Milan: problemi per Cissokho, nodo Ambrosini, rabbia Antonini


L'addio al Milan dei vari Kakà, Sheva, Emerson e Beckham ha consentito alla società rossonera di risparmiare qualcosa come 50 milioni di euro (in termini di ingaggi): se è vero, come detto da Galliani, che la priorità è dunque il bilancio, è pure evidente che gli equilibri in via Turati stanno alterandosi non poco, con malumori crescenti e beghe all'ordine del giorno. Per esempio Massimo Ambrosini e il suo rinnovo contrattuale: il centrocampista milanista ha ancora un anno di contratto e il suo procuratore Moreno Roggi è convinto che alla fine il matrimonio si prolungherà.
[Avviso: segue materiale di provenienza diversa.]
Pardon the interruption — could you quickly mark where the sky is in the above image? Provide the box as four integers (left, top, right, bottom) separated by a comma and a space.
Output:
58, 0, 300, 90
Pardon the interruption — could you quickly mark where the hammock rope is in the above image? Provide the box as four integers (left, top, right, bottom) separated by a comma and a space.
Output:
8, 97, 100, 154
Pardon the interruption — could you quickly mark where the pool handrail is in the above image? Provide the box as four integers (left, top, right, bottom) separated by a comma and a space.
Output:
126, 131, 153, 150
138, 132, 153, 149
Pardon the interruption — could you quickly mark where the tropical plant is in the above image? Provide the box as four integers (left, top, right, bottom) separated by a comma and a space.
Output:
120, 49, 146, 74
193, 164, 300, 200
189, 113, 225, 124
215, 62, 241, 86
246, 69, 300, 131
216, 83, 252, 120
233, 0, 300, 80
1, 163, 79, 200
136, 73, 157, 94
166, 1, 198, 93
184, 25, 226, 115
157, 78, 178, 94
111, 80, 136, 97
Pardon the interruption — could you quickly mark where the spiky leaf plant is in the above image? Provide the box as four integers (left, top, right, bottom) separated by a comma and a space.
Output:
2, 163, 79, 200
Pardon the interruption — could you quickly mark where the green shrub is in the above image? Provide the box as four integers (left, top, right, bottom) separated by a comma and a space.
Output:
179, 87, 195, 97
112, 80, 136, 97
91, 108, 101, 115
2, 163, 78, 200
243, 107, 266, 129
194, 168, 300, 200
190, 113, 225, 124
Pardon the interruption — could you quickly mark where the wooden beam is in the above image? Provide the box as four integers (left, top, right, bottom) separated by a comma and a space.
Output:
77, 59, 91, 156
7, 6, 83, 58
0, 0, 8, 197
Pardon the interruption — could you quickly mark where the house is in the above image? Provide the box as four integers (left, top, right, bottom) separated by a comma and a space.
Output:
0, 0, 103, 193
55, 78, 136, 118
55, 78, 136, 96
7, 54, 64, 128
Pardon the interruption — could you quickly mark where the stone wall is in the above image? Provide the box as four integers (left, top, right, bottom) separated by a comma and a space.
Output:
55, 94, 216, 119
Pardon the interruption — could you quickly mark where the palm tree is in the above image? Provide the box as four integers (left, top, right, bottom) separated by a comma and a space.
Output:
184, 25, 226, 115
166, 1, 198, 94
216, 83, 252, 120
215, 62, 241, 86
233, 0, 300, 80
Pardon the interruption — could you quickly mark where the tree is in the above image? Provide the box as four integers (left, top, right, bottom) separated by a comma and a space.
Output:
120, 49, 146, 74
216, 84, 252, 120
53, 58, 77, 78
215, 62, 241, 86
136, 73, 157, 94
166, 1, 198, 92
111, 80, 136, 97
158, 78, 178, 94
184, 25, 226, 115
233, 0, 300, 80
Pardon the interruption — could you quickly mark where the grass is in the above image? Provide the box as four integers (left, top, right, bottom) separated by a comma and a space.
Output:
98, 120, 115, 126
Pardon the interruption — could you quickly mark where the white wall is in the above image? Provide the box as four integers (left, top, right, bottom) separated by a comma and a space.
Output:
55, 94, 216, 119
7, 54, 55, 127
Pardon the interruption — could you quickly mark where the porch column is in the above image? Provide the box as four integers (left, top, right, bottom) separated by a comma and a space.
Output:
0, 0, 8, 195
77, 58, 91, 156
Fatto sta che l'incontro di stamani tra Roggi e Galliani, durato un'ora, non ha portato a nessuna fumata bianca, anzi pare che le parti si siano trovate abbastanza distanti. Il tempo di un caffè ed ecco che l'ad rossonero si è trovato con un'altra grana: non si capisce cosa centrino, ma i denti del giudizio potrebbero bloccare il trasferimento di Aly Cissokho al Milan. Oggi il giocatore doveva firmare il contratto, ma la cosa è stata rinviata dopo ulteriori e, a quanto pare, necessari accertamenti. E ieri sera Luca Antonini si imbufalì con la sua società, il Milan per l'appunto.
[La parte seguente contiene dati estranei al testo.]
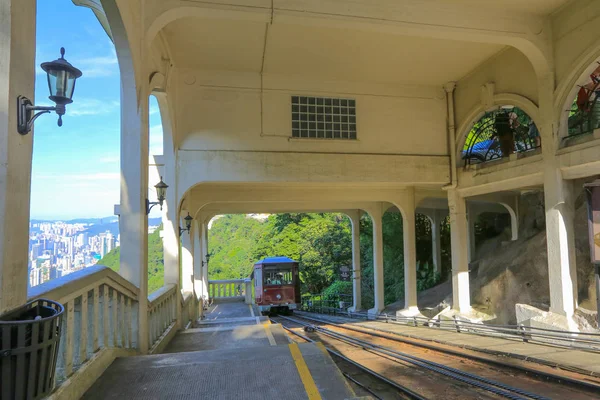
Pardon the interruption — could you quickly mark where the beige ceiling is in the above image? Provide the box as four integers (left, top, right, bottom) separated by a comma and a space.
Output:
435, 0, 571, 15
165, 17, 503, 86
265, 25, 503, 86
163, 18, 266, 71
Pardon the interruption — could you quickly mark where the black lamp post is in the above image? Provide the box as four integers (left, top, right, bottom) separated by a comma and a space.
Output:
17, 47, 82, 135
146, 176, 169, 214
583, 179, 600, 323
179, 213, 194, 237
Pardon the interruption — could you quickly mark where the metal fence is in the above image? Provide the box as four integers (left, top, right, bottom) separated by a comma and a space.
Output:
302, 304, 600, 353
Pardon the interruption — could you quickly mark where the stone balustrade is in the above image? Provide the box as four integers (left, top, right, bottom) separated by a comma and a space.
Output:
29, 266, 139, 383
208, 279, 246, 300
148, 284, 181, 353
28, 266, 199, 399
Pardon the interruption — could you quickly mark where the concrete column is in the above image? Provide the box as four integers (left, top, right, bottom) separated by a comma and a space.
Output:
347, 210, 362, 312
467, 204, 478, 262
200, 221, 210, 300
366, 203, 385, 314
401, 188, 419, 314
430, 210, 442, 276
180, 216, 192, 292
0, 0, 35, 314
538, 73, 577, 324
544, 167, 577, 319
193, 220, 206, 300
155, 93, 182, 294
119, 85, 149, 354
448, 190, 471, 313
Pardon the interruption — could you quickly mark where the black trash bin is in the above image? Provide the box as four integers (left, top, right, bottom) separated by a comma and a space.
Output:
0, 299, 64, 400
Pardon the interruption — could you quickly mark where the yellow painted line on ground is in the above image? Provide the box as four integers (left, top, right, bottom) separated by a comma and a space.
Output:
263, 322, 277, 346
316, 342, 329, 355
289, 343, 321, 400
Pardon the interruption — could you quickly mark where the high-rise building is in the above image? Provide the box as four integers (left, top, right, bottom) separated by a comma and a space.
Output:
106, 233, 116, 253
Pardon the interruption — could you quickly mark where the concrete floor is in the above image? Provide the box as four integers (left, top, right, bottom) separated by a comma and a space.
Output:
83, 303, 354, 400
302, 314, 600, 376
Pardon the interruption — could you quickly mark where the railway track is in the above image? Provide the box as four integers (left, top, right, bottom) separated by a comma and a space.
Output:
271, 317, 426, 400
274, 316, 600, 400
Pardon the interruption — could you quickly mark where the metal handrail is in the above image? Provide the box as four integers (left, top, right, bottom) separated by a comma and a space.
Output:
296, 305, 600, 352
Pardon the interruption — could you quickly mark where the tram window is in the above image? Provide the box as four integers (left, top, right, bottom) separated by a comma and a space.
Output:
264, 268, 294, 285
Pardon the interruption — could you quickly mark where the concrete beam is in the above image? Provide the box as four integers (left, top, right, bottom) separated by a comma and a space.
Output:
0, 0, 36, 314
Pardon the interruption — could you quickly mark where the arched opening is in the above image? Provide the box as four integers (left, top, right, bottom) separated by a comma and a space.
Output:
28, 0, 120, 287
461, 105, 542, 165
566, 66, 600, 139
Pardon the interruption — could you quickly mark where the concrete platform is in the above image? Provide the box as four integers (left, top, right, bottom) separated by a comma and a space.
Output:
164, 318, 290, 353
204, 300, 260, 321
83, 343, 354, 400
303, 313, 600, 376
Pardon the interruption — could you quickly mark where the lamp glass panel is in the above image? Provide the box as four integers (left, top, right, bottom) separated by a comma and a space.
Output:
587, 186, 600, 263
156, 187, 166, 201
48, 69, 76, 100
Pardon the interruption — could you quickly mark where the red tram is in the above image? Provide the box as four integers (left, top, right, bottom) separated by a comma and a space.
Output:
251, 257, 300, 314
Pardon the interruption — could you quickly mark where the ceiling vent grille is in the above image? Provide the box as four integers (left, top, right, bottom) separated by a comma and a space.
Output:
292, 96, 356, 140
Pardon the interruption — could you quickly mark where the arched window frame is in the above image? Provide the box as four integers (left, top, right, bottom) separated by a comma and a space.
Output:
461, 105, 541, 165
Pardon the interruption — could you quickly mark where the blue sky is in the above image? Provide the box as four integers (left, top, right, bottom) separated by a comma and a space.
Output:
31, 0, 162, 219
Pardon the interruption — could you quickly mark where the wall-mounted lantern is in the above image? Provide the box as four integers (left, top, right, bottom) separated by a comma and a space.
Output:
583, 179, 600, 323
146, 176, 169, 214
17, 47, 82, 135
179, 213, 194, 237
Convocato in Via Turati alle 15, ha lasciato la sede del club qualche ora dopo chiaramente scuro in volto e ha declinato l'invito a SportItalia dove doveva presenziare come ospite in una trasmissione di calcio mercato. Con lui Galliani doveva parlare del rinnovo contrattuale con eventuale adeguamento dell'ingaggio, l'impressione è stata l'ennesima fumata nera. E Borriello intanto si impunta: a detta del suo agente non vuole andare al Wolfsburg, che pure l'aveva chiesto per poter cedere Dzeko ai rossoneri (con quest'ultimi tentati dall'accettare lo scambio). Quando un po' di pace per il povero Galliani?